Information contained in this publication is intended for informational purposes only and does not constitute legal advice or opinion, nor is it a substitute for the professional judgment of an attorney.
The Federal Trade Commission (“FTC”) issued a report this month entitled, “Big Data: A Tool for Inclusion or Exclusion.”1 The theme of the report is that a company’s use of big data—be it in identifying and providing services to consumers or in the hiring and management of its workforce—may have both benefits and risks. This article summarizes the report and provides recommendations for employers regarding the use of data science and predictive analytics in decision-making.
The 33-page report recaps a workshop held more than 15 months ago, on September 15, 2014. It describes the growing practice of using big data in marketing, fraud prevention, human resources and other fields. It notes that data science provides “numerous opportunities for improvements in society” and identifies market-wide benefits of increased efficiency in decision-making, and the creation of opportunities for low-income and underserved communities. The examples of data science improving lives include tailoring health-care to patient characteristics, increasing equal access and diversity in employment, improving educational opportunities, and augmenting access to credit by relying on more reliable and robust information about applicants. The report also identifies specific negative consequences associated with analytics done wrong. For instance, participants at the workshop expressed concern about the quality of data relied upon, its accuracy, completeness and representativeness.
Essentially, as described in greater detail in Littler’s August 2015 Report, The Big Move Toward Big Data in Employment, there are risks of bias being introduced and replicated if the data relied upon are the products of biased measures. One concern is that the appearance of unbiased data-science could be used to obscure problems of discrimination and unequal treatment. The FTC’s report notes that “big data analytics may lead to wider propagation of the problem and make it more difficult for the company using such data to identify the source of discrimination effects and address it.”

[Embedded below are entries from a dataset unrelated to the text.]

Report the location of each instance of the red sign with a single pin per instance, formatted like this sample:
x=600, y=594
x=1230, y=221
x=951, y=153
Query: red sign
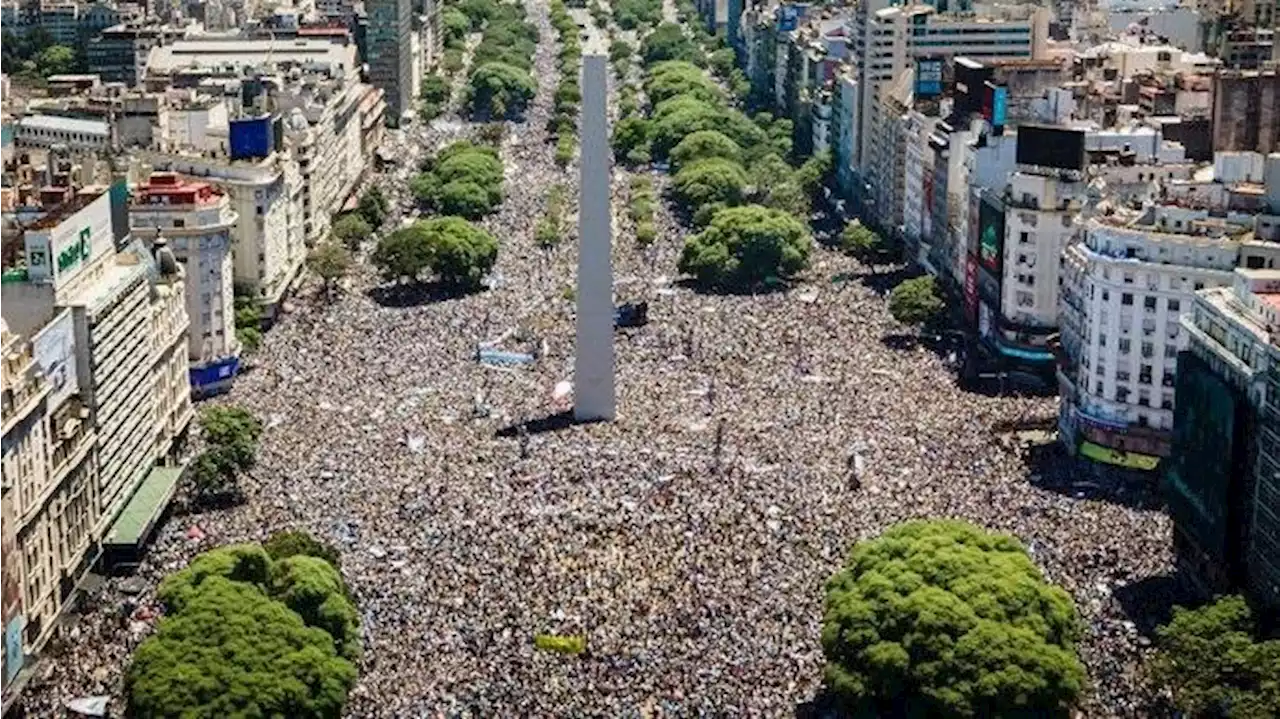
x=970, y=287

The report identifies specific laws of which to be mindful for companies using big data in decision-making: the Federal Trade Commission Act, Fair Credit Reporting Act (“FCRA”), Equal Opportunity Laws, including the Equal Credit Opportunity Act (“ECOA”), Title VII of the Civil Rights Act of 1964, the Americans with Disabilities Act (“ADA”), the Age Discrimination in Employment Act (“ADEA”), the Fair Housing Act (“FHA”), and the Genetic Information Nondiscrimination Act (“GINA”). The FTC advises that companies “should review these laws and take steps to ensure their use of big data analytics complies with the discrimination prohibitions that may apply.”

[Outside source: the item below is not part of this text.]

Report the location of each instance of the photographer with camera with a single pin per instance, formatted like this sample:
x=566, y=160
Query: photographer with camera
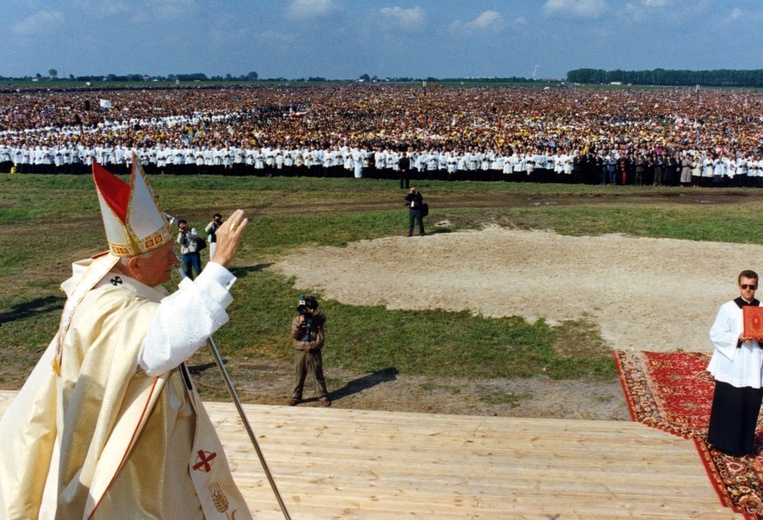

Lastly, the report offers several suggested questions to consider in the collection and use of data in strategic business decision-making:
- How representative is your data set?
- Does your data model account for biases?
- How accurate are your predictions based on big data?

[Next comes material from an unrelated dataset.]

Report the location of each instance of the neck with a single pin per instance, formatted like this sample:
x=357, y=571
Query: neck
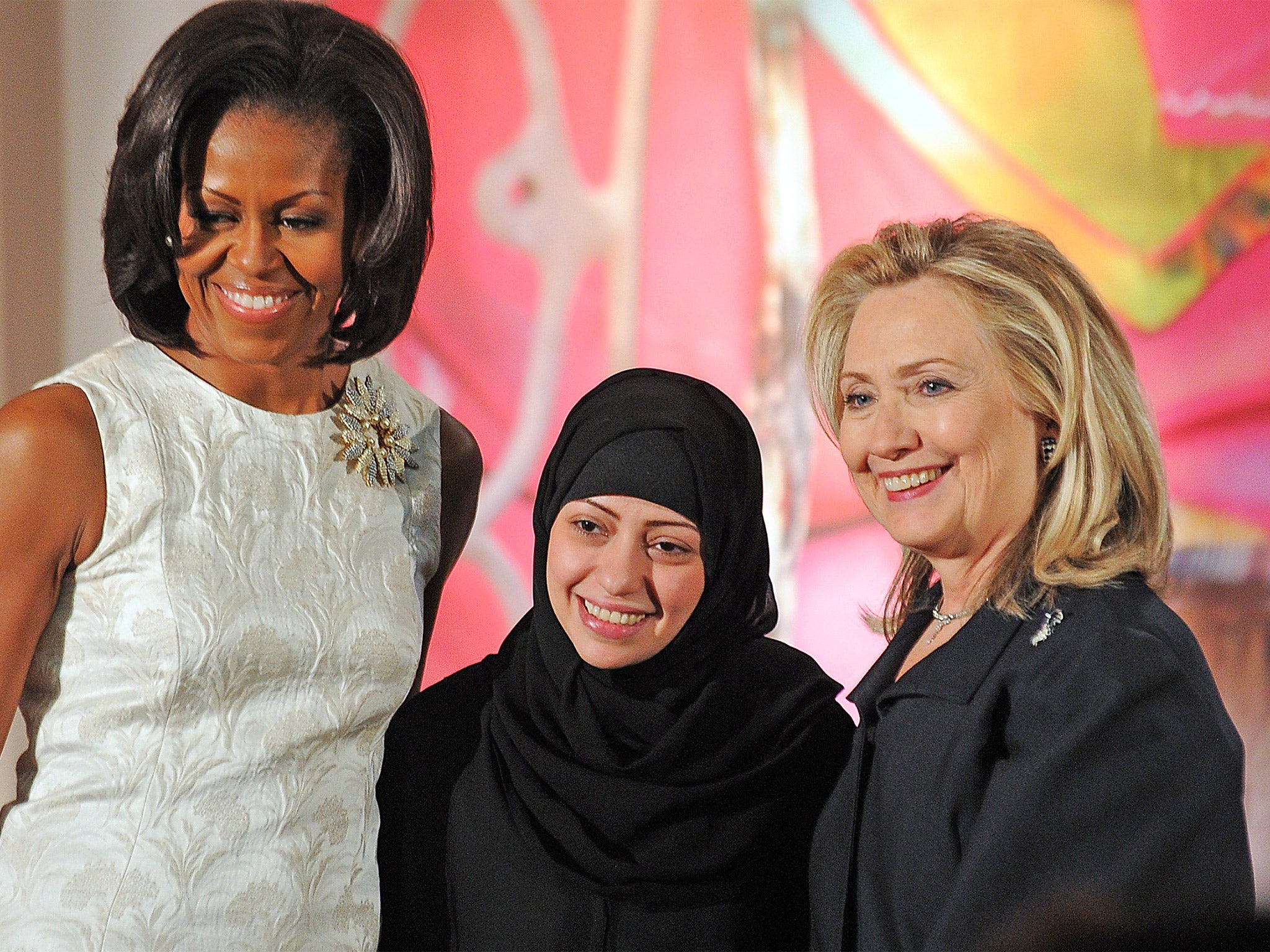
x=964, y=578
x=290, y=389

- Does your reliance on big data raise ethical or fairness concerns?
Care should be taken to maximize the value of data science by being mindful of the quality of the data, and the meaningfulness of their interpretation.
Following are three tips for employers interested in using analytics in decision-making:
- Be wary of proxies for information. Work to reduce the gap between the features being considered and the desired outcome of the selection process. For instance, if a company is interested in predicting whether applicants will be successful employees, in the past, resumes served as proxies for things like intellectual curiosity, intelligence, possessing a strong work ethic, and overall achievement. However, resumes are a weak proxy for those traits. The weaker the proxy, the less tethered to the legitimate objective information being measured or predicted. Instead, strive to replace weak proxy inputs with stronger data that more directly measures outcome variables of interest. This will reduce lurking bias, and reduce the likelihood of risk materialization.
- Resist the urge to throw everything at the wall and see what sticks. Big data’s bigness is a double-edged sword statistically speaking. It is important to resist the temptation to allow artificial intelligence to entirely replace intuition and business intelligence. A better approach is to incorporate analytics into decision-making to augment and inform processes.
- Consider legal risks before they materialize and evaluate the legal issues associated with data analytics in an attorney-client privileged setting whenever possible.